Hay gente. Mucha gente. Idiotas que caminan mirando el móvil, patinadores, ciclistas, vendedores ambulantes que exponen su mercancía a todo trapo, turistas agrupados alrededor del guía para escuchar sus explicaciones, clientes de restaurantes o tiendas que esperan su turno en una fila que atraviesa la acera, viandantes que van muy despacio o que cambian de dirección sin miramientos, chorizos ávidos de echarte mano a la mochila, despistados, enamorados, enemistados, predicadores, captadores de socios para ONG, artistas callejeros, personas sin hogar, etc.

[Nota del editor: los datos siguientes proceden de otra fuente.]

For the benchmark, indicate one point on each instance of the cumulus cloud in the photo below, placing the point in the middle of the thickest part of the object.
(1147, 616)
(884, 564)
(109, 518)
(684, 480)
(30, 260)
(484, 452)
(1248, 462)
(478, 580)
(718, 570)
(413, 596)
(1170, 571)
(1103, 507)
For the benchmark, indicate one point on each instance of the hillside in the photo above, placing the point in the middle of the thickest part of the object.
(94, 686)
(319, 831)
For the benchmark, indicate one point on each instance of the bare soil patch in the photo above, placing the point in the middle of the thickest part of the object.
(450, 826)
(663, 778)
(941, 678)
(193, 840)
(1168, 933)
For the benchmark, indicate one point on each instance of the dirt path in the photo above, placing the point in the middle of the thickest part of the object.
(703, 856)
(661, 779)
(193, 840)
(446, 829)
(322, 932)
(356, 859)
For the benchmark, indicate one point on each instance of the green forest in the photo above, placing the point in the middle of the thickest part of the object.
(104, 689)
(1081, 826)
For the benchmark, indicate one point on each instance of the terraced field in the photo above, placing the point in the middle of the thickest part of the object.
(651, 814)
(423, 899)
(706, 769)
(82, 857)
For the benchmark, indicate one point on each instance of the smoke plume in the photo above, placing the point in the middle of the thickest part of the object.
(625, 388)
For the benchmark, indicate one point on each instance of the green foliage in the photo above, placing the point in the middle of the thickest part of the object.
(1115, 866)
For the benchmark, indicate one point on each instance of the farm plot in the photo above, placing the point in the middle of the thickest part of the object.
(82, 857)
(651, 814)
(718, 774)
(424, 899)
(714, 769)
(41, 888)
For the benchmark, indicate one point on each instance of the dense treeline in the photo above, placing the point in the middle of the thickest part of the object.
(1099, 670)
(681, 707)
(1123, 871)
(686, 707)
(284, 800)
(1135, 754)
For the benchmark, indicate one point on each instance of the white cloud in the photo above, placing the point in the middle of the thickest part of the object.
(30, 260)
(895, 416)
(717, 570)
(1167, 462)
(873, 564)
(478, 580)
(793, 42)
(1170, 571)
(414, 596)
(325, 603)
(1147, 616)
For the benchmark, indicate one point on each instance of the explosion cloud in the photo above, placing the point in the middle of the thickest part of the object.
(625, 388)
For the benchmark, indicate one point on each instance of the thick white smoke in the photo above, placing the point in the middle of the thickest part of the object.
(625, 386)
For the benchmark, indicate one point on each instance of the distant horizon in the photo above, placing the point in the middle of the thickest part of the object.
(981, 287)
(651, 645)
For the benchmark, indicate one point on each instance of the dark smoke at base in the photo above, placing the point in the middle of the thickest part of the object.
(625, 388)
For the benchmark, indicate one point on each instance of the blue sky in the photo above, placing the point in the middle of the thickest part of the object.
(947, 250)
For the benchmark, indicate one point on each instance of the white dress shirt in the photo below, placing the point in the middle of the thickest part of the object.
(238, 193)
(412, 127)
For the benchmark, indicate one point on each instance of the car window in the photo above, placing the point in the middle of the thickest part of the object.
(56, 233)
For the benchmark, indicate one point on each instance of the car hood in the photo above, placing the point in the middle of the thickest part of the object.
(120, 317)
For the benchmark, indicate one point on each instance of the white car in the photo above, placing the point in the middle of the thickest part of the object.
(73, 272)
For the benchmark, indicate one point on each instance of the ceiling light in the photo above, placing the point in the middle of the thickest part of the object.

Era tan abrumadora y tan habitual la cantidad de obstáculos que tenía que añadir a la ya de por sí colosal tarea de empujar la silla que decidí reivindicarme a través de la desobediencia vial. De esta manera, aprendí a seleccionar aquellos itinerarios que requerían el menor de mis esfuerzos posibles, independientemente de si eran ilegales o inusuales, y que incluían el carril bici y la calzada. Hoy en día, ya con motor, sigo fiel a esa filosofía. Cuando he de ir a un lugar, si hace buen clima y voy sobrado de tiempo y siempre que no esté en un lugar encaramado en una colina (Carmelo, Sarrià, El Guinardó) o en alguna población metropolitana, utilizo todos los medios que la arquitectura urbana pone a mi disposición, estén o no pensados para una silla de ruedas.
La ciudad, a pesar de las mejoras tras los JJOO de 1992 o la pandemia, sigue siendo para mí un hábitat hostil y, aunque lleve una ayuda mecánica, muchas de las amenazas que mencionaba anteriormente siguen vigentes para mí; por eso, siempre que esa sea la opción más segura y menos agotadora, no tengo ningún remordimiento en llevar mi silla por los espacios reservados para bicicletas o automóviles. Muchos de mis conciudadanos seguramente no lo entienderán y tendrán la misma reacción de sorpresa o enfado que tengo yo cuando observo ciertas conductas o actitudes. De manera natural y por el bien de mi salud física y mental, he aprendido a vivir con esa contradicción.